The plugin is used to improve the delivery of emails that WordPress generates and it logs the causes of failed emails to help eliminate configuration mistakes. It was installed on more than 100,000 sites before it was removed from WordPress.org.
Yehuda Hassine, a WordPress developer and longtime user of the plugin, decided to fork it for the sake of its users and because he thought it was a shame to see all the the original author’s hard work go to waste.

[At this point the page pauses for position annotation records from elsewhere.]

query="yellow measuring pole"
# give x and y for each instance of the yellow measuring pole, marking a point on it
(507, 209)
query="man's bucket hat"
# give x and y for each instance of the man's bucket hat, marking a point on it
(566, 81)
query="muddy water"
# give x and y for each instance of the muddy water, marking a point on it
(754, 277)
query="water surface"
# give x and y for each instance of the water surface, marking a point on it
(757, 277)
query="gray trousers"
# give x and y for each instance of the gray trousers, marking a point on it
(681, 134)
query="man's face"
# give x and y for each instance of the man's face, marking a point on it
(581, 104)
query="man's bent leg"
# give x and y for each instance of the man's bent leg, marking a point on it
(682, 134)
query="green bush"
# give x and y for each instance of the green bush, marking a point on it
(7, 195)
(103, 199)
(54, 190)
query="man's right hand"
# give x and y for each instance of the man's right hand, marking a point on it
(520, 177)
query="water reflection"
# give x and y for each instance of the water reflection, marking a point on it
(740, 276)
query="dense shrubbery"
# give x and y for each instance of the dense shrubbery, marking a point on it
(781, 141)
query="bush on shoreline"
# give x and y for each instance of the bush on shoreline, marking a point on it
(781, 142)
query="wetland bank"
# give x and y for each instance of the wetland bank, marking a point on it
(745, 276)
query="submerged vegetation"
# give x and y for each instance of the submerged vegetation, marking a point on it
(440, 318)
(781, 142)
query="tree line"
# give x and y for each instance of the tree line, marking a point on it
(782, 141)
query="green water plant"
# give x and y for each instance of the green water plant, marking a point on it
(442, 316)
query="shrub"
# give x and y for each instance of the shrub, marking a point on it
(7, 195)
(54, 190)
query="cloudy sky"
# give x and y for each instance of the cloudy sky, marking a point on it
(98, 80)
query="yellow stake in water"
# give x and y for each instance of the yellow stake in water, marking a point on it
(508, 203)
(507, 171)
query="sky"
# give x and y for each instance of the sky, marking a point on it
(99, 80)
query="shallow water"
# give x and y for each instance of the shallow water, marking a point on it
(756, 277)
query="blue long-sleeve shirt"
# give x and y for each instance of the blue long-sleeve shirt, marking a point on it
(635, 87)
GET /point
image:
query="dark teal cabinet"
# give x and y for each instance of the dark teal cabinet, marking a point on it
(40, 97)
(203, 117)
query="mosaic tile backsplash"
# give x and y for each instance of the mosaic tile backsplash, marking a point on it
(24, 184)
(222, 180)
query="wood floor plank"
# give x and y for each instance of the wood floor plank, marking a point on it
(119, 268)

“As a fan of the amazing work Jason has done, I was amazed no one thought of taking it over,” Hassine said. “It’s a great plugin – Jason solved so many problems dealing with SMTP setup in WordPress. He worked so hard and the idea it might disappear shocked me. The plugin worked with almost zero bugs for the past two years.”
Hassine’s fork started on GitHub with fixes for the security issue, but he said he realized not having it on WordPress.org might be a problem for some users. He submitted it under a new name, Post SMTP Mailer/Email Log, and included a patch for the security vulnerability along with fixes for a few bugs with the Gmail API, Mandrill, and SendGrid. The next item on his roadmap is to fix a few issues with PHP 7 compatibility.
Hassine also requested to adopt the original plugin, as there is no way to contact the 100,000 users who depend on it. He said the WordPress.org plugin team denied his request at this time due to the number of users and his relative unfamiliarity in the community, as well as to give the original author more time to respond.
The Post SMTP Mailer/Email Log fork has been alive for a week and already has more than 1,000 users. Hassine said he is spending his free time getting to know the SMTP protocol and Hendriks’ original code. Postman SMTP users who want to switch to the fork can keep the same settings by simply deactivating the old plugin and activating the new one.
Hassine has committed to keeping the plugin free, as many of its users are somewhat technical and able to offer each other support. He said if the fork becomes popular and more difficult to maintain, he will consider a commercial model for support.
Users of the original Postman SMTP plugin had no way of learning about the reasons behind its disappearance except on third-party sites like the Wordfence blog or Facebook posts. The WordPress.org Meta team is currently working on developing a better way to communicate why certain plugins have been closed or removed from the directory. This is a high priority ticket item for the team and a solution should be in place when the next version of the plugin directory goes live.